Thanks to the Slicing Up Eyeballs blog, I’ve discovered a new BBC Four music documentary, “How the Brits Rocked America: Go West,” about the three generations of British musicians, from the Beatles to Duran Duran, who scaled the walls of American pop culture. Some of them made their fortunes, many more failed, and a few just wanted to see what it was all about. Their collected observations and experiences make for endless analysis and speculation, and I highly recommend you find the three-part series on Youtube.
So far I’ve only viewed the final episode, “The Kids in America,” about the British punk and new wave era. This generation of musicians is especially interesting because of all the various British invasions, their music was probably the most British—the least invested in reinventing and repackaging American forms, as was the case for British beat bands and blues rockers. Perhaps because it was also the most ideological (if not principled) of British music forms, punk and new wave gave this generation of British musicians a huge sense of superiority that made for quite a shock. The documentary especially plays up this last aspect with references to U.S. “mainstream radio’s obsession with long-haired rock and its indifference to new music” and declarations that the “new generation of bands didn’t want to be arena rockstars. Instead, they were malcontents presenting pearls before very few swine.”
JOHN LYDON: We went to America because it was… the fatal attraction! It was the big boil on the backside of the world, that one. Absolute—that’s a nuthouse. Gots to get there, gots to see what that place is about.
This episode especially addresses the obstacles posed by the United States’ cultural geography, at least before MTV (and, not mentioned here, corporate radio consulting firms) consoldated a single national channel for music broadcast. If British musicians really wanted to make an impact, they had reach out to the still-regional radio markets and fanbases. This meant leaving the agreeable oasis of NYC, typically the first stop for a transatlantic tour, and making their way into the country’s vast commercial and cultural hinterlands—”the unglamourous underbelly of America,” the narrator helpfully explains. The stories of these travels are especially memorable, as this recollection from Simple Minds’ Jim Kerr illustrates.
JIM KERR: It was like walking into a clichéd dream of New York. We played that night [at Hurrah’s in 1979], and in the audience Iggy Pop was heckling us, and Lou Reed was being moody off in the corner. It was exciting beyond belief, and it was also very intimidating. Then came the reality. You drive an hour and a half to Buffalo, and there’s two men and a dog there. And it’s like, I thought we were stars last night; I thought Lou Reed and Iggy Pop were here, and Debby Harry was there. Why would they need us?

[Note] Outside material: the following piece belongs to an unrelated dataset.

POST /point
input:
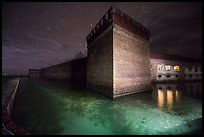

Why would they need some movement from the U.K.? But of course, like anywhere, there were teenagers who were hungry for something that was different and exotic.
An hour and a half drive to Buffalo?! Clearly those days are a blur to Jim Kerr now; on the best of drives, Buffalo is a good six or seven hours away from NYC. There’s no discussion here about who those hungry teenagers were, what their cities and towns were like, and how these kids responded to the sounds of British new wave. But the secret to cracking the American market is revealed via the crucial figures of the Police, the first British band of the punk/new wave era to top the U.S. charts and fill stadiums across the country. MTV was certainly an asset in their campaign, but the basis of their success was set earlier, as their manager (and brother to the drummer) explains.
MILES COPELAND: The secret of the Police was that it was affordable. With only three guys and a roadie, we could literally say, You know what? We don’t need the radio. We don’t need that big support system. We don’t need the tour support of the big record company and all that stuff. We don’t need the big touring bus. We can get in a station wagon, you know, and we can go play a 300-seat club. And you know what, with two hotel rooms, because we’d have one roadie, and the guys would double up, and we’d get a rollaway bed, we could actually go out in the market. So we could get back to the people. And in the end, it’s the fans that can make it happen or not.
Predictably, I about fell off my seat when Andy Summers cited my city Poughkeepsie (which really is an hour and a half drive from NYC) as the beachhead in the Police’s campaign to win over America.
ANDY SUMMERS: We did play in Poughkeepsie on that tour, and it has sort of in time become legendary. We were at this place called the Last Chance Saloon, aptly named, and there were only four people there. And it was like, well, not really worth bothering. But we had the spirit at the time; we thought, well, you know, we’ve got paying customers—all four of them. We did the show, and everybody absolutely loved it, all four of them. They all came back in the dressing room!
Just for kicks, I asked John Barry, the music reporter at the Poughkeepsie Journal, if he knew about this show.
In sum, “How the Brits Rocked America” is highly entertaining documentary chock full of great interviews and detailed observations of British musicians’ encounter with American geography. But I confess that watching my favorite British musicians describe how backward and weird my country was, hearing no voices of their American fans, and learning the “secret” to conquering the U.S., I had an uncommon thought for an American: so this is what colonialism feels like on the receiving end.